On a un peu l’impression que certains décors ont été moins fignolés que d’autres, tandis qu’un regard sur le premier Yesterday nous fera demander si ce dernier n’était en définitive pas plus réussi dans ce département, ou tout du moins, plus équilibré et plus solide graphiquement parlant. Non pas que Yesterday Origins soit vilain à regarder. C’est juste qu’il arrive difficilement à impressionner. Hormis quelques exceptions, il n’y a en définitive pas vraiment ou peu de lieux qui y soient marquants. C’est assez dommageable, car cela lui coûte ce supplément d’âme et d’atmosphère qu’un bon décor est capable de lui apporter. Dans sa globalité, Origins se maintient honnêtement dans le milieu du panier, voire le haut du panier, mais n’impressionnera guère.

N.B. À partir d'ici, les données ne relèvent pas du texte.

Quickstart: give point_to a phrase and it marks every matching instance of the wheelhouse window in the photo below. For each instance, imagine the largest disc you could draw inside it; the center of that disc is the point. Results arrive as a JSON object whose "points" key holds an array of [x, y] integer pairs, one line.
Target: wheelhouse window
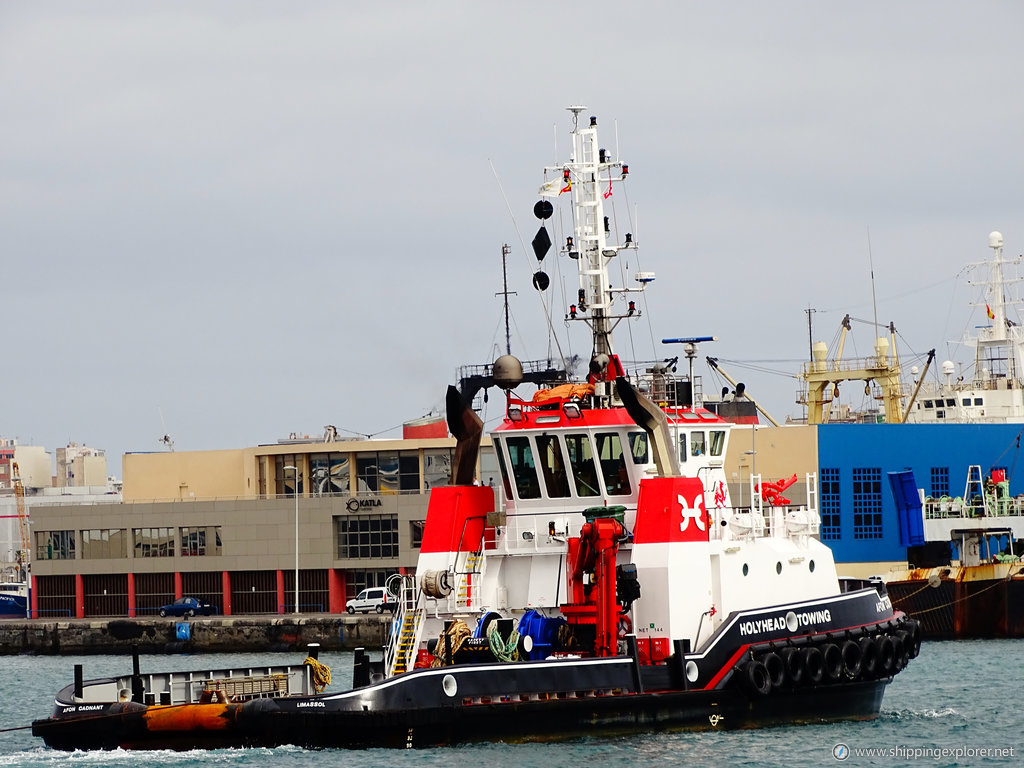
{"points": [[502, 468], [612, 459], [584, 468], [523, 467], [388, 472], [553, 466], [436, 467], [98, 544], [638, 446]]}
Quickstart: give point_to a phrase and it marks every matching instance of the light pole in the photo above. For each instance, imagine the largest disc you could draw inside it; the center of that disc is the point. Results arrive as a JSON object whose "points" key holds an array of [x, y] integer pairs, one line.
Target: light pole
{"points": [[295, 491]]}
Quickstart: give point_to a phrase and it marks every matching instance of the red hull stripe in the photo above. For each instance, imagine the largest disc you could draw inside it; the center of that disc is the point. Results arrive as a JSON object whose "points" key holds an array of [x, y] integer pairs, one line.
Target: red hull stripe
{"points": [[604, 417]]}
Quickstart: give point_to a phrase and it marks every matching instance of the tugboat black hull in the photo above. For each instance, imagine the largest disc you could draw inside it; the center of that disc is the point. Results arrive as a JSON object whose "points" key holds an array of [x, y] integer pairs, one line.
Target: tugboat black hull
{"points": [[520, 721]]}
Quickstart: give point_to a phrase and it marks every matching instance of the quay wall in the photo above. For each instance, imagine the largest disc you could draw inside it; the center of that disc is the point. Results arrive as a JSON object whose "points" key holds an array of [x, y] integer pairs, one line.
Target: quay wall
{"points": [[197, 635]]}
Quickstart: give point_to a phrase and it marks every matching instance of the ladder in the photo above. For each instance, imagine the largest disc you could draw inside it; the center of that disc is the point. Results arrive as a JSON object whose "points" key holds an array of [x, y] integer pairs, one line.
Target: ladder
{"points": [[464, 593], [404, 629], [975, 503]]}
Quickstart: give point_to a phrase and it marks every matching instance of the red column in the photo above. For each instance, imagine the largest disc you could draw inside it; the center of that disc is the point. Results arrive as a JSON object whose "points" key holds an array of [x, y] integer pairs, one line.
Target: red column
{"points": [[131, 595], [34, 588], [336, 591], [225, 586], [79, 596]]}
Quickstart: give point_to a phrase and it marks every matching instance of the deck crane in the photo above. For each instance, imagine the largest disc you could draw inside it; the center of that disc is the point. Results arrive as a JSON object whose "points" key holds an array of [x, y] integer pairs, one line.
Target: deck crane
{"points": [[23, 518]]}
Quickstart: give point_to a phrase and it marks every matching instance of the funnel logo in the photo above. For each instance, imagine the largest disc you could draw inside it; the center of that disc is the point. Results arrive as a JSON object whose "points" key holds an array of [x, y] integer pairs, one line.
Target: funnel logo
{"points": [[694, 513]]}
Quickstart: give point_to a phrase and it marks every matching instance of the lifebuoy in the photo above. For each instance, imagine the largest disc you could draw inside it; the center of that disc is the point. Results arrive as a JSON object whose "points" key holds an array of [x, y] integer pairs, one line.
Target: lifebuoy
{"points": [[887, 656], [852, 658], [794, 662], [914, 628], [833, 658], [868, 657], [775, 668], [814, 664], [757, 678], [901, 649]]}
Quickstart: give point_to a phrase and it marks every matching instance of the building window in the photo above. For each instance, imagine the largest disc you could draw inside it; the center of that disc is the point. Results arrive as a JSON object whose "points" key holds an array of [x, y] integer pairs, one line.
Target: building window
{"points": [[830, 529], [388, 472], [154, 542], [552, 462], [285, 479], [55, 545], [867, 503], [330, 473], [368, 536], [940, 481], [436, 467], [101, 544], [416, 532], [198, 542]]}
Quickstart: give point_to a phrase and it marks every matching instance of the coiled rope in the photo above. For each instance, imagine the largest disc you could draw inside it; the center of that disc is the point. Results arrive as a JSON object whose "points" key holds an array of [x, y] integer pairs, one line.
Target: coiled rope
{"points": [[459, 632], [321, 674], [504, 651]]}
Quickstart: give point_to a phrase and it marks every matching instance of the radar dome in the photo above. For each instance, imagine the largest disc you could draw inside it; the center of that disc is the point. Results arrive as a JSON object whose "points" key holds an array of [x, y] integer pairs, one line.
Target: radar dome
{"points": [[507, 372]]}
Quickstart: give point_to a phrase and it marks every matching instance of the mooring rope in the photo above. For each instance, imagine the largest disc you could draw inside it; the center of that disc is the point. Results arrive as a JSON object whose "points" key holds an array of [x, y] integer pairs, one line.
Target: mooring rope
{"points": [[321, 674]]}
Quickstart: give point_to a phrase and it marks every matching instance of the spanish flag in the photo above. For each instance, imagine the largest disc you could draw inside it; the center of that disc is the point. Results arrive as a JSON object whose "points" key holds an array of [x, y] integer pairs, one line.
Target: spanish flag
{"points": [[555, 187]]}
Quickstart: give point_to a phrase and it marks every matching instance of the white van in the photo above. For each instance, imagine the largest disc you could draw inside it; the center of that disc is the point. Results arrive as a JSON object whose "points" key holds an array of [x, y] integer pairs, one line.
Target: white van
{"points": [[374, 598]]}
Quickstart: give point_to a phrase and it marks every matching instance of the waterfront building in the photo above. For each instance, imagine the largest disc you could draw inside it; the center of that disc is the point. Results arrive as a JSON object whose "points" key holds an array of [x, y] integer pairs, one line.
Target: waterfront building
{"points": [[228, 526], [221, 524]]}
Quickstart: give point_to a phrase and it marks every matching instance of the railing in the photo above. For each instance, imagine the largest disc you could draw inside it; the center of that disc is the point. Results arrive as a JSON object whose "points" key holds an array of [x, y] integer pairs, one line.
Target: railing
{"points": [[290, 607], [936, 509]]}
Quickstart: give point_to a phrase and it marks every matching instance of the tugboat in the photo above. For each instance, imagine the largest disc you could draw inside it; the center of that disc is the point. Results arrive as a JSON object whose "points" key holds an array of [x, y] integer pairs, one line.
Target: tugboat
{"points": [[616, 589]]}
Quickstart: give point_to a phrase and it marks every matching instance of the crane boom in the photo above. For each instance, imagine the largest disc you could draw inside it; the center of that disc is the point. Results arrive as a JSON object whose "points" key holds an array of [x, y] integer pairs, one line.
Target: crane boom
{"points": [[713, 361], [23, 516]]}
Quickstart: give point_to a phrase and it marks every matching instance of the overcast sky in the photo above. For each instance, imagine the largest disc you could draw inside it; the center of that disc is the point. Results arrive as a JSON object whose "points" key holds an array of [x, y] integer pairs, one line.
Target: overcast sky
{"points": [[256, 218]]}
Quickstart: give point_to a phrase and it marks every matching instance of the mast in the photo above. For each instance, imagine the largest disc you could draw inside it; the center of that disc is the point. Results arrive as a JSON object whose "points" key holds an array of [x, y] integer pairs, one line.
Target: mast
{"points": [[589, 176], [998, 343]]}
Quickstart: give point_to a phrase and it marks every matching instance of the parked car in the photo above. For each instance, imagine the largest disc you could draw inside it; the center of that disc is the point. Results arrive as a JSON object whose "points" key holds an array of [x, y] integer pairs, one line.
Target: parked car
{"points": [[374, 598], [186, 606]]}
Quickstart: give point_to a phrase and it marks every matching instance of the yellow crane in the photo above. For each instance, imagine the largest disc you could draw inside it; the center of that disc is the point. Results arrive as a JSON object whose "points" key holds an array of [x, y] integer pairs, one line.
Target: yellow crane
{"points": [[23, 518]]}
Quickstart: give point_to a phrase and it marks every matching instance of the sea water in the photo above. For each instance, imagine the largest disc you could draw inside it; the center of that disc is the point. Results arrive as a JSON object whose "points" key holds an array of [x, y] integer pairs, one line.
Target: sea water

Heureusement, les graphismes ne font pas tout. On appréciera la présence d’un doublage français ou anglais, tout deux plutôt réussis dans leur genre. Quelque chose d’assez rare à la fois dans le jeu vidéo et dans la langue de Molière. Malgré un certain manque de constance dans le jeu des acteurs, je n’en tiendrai que moyennement rigueur à Pendulo, tant certains titres ces derniers temps tendent à me frustrer énormément de par la platitude ou la médiocrité de leur doublage. Et puis si l’histoire et les énigmes tiennent la route, ça devrait aller, non ? Pour être tout à fait honnête, ce n’est pourtant pas exactement toujours la panacée de ce côté-là. Il est jouable de bout en bout sans accroc majeur, ça c’est un fait. Il est même plutôt agréable manette en main. Les énigmes y sont en général logiques et son intrigue se permet quelques rebondissements avec des morceaux intéressants sur le passé de John.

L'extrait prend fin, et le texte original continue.